Fibbing for the toddler set is a sign of a fast-developing brain, an emerging quick wit, and a benchmark of future life success. In other words, children who tell ‘good’ lies typically are smart kids because lying takes a lot of brain power. In fact, creating untruths is a complex process requiring a young mind to not only merge multiple ideas but also manipulate that information to one’s own advantage. Parents should not be alarmed; rather, they should consider creative story-telling an opportunity to have a teachable moment.

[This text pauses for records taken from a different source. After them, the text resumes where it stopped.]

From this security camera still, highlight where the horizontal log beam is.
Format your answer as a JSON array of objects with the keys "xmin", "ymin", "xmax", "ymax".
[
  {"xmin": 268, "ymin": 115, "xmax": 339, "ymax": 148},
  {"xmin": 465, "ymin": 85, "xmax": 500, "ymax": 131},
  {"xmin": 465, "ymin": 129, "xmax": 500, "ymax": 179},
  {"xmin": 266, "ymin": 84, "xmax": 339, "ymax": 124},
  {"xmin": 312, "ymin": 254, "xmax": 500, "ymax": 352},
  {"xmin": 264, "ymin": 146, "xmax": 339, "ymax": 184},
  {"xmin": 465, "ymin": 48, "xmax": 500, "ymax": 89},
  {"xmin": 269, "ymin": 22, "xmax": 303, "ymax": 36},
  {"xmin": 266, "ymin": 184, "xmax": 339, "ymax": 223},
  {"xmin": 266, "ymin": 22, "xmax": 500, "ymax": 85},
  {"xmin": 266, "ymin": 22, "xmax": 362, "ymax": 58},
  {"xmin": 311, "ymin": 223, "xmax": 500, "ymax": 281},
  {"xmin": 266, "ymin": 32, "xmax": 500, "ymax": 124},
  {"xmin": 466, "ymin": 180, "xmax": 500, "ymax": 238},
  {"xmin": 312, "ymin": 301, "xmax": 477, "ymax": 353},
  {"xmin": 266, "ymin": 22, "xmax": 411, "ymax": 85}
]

Preschoolers have difficulty distinguishing fantasy from reality. In most situations, it probably makes sense to let your child’s imagination run wild, but a ‘cover-up’ story to avoid trouble should be discussed. Respect your youngster’s creative abilities, but comment that lying is unacceptable. Don’t express anger; rather, encourage truth.
As children enter the elementary years, lying does not stop; it just changes. Kids begin to develop a moral compass and understand the concept of polite social lying. Most appreciate that it is better to tell grandma that they love the ugly holiday sweater than hurt her feelings. Children, however, still occasionally bend the truth mostly to avoid punishment or doing something unpleasant like emptying the trash. Now, however, it is time to have an age-appropriate consequence because your intelligent offspring knows they have done something wrong.
Teenagers typically lie to avoid consequences, protect their friends, or do something their parents forbid. In these situations, it is best to have a predetermined consequence that is short, immediate and painful, which will help to avoid an overblown parent/child argument. But also make sure to ask your teen what she was thinking as that question can provide needed insight into her adolescent mind.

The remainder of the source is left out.